Closed mbatchkarov closed 8 years ago
@athawk81 said he would investigate this, but mentioned that with a .7 skip attribute probability, but only 4 attributes, it wouldn't be surprising if this led to some stumpy trees, so this behavior might be expected.
the ignoreAttributeProbability is set to .7 by default. Given that there are only 4 attributes, the odds that all attributes will be ignored (and tree building will cease along that branch) are good. My guess is that you are probably getting shallow trees and as a consequence are just predicting the most common class for all training instances. How about try setting it to 0 or .2 and see what happens? I'll do this myself tomorrow if i don't here back from you.
I've set that probability to 0-- see line 22 in the commit. Is there another parameter/field that needs to be set? If there is, the docs need an update.
Hey mbatchkarov, apologies for the delay. Please see the the test class quickml.supervised.classifier.randomForest.TestIrisAccuracy
on the most recent version of master. I created a random forest that gave different classifications for the different instances.

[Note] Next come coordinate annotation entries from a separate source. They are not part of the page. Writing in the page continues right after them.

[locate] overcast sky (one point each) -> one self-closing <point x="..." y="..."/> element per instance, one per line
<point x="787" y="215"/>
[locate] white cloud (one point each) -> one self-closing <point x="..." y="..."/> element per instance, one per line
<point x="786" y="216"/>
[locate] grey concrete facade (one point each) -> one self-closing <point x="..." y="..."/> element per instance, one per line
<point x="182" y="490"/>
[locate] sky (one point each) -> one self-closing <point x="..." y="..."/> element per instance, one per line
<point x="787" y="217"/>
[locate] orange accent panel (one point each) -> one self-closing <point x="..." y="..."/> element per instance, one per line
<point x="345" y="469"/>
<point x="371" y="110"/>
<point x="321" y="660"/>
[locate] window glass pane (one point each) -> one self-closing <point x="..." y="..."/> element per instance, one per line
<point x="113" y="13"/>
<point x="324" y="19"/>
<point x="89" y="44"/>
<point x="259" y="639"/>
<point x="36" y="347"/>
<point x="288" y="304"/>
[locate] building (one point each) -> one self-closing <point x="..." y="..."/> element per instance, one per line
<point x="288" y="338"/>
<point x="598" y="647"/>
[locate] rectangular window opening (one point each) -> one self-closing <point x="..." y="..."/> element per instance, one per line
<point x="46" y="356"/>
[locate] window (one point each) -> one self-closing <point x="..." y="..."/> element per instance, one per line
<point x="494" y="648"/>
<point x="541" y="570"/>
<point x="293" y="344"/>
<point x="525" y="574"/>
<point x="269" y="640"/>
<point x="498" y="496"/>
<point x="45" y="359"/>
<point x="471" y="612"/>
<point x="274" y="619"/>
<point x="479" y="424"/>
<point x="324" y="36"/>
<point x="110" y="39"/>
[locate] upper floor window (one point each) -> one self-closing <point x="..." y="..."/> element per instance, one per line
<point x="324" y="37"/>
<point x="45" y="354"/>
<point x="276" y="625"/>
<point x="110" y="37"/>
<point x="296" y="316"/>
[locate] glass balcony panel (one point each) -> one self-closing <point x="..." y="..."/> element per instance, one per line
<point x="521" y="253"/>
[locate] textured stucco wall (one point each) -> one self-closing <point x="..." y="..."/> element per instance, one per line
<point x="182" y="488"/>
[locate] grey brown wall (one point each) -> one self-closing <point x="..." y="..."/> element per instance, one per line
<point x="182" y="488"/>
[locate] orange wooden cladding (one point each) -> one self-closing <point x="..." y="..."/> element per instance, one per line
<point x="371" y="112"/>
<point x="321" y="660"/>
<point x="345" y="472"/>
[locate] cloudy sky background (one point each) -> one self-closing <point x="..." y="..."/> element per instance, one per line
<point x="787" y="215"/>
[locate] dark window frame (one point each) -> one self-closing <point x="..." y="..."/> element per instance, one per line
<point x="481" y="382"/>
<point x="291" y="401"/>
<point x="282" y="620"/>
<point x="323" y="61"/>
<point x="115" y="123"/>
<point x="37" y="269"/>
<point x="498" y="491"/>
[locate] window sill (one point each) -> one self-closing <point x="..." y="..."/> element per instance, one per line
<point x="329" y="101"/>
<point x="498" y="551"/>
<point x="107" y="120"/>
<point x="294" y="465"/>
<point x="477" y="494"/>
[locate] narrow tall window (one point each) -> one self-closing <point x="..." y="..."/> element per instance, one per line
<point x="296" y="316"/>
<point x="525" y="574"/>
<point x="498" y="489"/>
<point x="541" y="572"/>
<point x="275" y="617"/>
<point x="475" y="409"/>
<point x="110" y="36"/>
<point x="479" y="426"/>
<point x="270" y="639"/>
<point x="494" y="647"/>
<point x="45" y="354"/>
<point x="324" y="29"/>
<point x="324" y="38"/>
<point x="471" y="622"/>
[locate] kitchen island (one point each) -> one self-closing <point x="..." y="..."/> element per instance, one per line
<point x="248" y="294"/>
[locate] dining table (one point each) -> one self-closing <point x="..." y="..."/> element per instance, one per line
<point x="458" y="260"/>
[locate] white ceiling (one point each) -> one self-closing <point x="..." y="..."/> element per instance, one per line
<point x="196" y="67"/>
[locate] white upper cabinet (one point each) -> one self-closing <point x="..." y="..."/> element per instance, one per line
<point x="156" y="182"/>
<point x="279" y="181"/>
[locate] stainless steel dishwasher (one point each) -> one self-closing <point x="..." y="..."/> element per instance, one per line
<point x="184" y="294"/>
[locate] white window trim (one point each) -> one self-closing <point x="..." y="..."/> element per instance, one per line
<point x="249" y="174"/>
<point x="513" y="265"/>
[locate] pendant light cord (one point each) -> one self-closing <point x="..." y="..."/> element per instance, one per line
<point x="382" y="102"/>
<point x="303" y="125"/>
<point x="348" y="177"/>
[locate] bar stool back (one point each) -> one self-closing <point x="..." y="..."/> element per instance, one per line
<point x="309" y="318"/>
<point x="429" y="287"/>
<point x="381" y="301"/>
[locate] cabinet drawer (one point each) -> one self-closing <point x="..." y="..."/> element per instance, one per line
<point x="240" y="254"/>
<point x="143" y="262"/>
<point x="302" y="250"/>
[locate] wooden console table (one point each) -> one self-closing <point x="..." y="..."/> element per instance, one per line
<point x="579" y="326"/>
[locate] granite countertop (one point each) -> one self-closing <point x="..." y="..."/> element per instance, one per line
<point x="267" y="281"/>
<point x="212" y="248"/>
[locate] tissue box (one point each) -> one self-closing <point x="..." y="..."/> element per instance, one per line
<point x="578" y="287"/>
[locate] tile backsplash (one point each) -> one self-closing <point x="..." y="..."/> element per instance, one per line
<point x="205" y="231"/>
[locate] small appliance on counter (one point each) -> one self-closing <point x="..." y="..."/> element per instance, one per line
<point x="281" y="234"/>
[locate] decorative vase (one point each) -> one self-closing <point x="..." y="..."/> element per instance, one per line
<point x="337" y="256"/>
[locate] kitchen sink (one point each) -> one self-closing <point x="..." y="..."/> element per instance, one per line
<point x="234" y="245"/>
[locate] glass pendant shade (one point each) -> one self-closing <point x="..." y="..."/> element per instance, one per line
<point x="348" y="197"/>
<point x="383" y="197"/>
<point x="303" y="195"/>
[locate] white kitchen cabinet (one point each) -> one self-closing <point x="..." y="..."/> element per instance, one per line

Hey, sorry it has taken me so long to get back to you. I still think the issue has not been resolved. In the first instance, please merge this pull request. In particular, I am interested in the last bit I've added, which calculates accuracy on the training set (somewhat naively). Do make any changes that you feel are appropriate, e.g.
quickml
tweak the settings of the random forest builder.
As it stands TestIrisAccuracy
is just a smoke test and doesn't have anything to do with accuracy. I'd like to TestIrisAccuracy
to be a self-contained example of how one gets good performance for the iris data as well as a test that quickml
can do that.
This is a test to demonstrate #116 has not been resolved in 9ec1c3ff24e0d9291b27c1ac563e0.
I've deliberately increased the maximum depth and number a trees in your to make sure the classifier will overfit. Despite this, it predicts
versicolor
for all instances in the training set.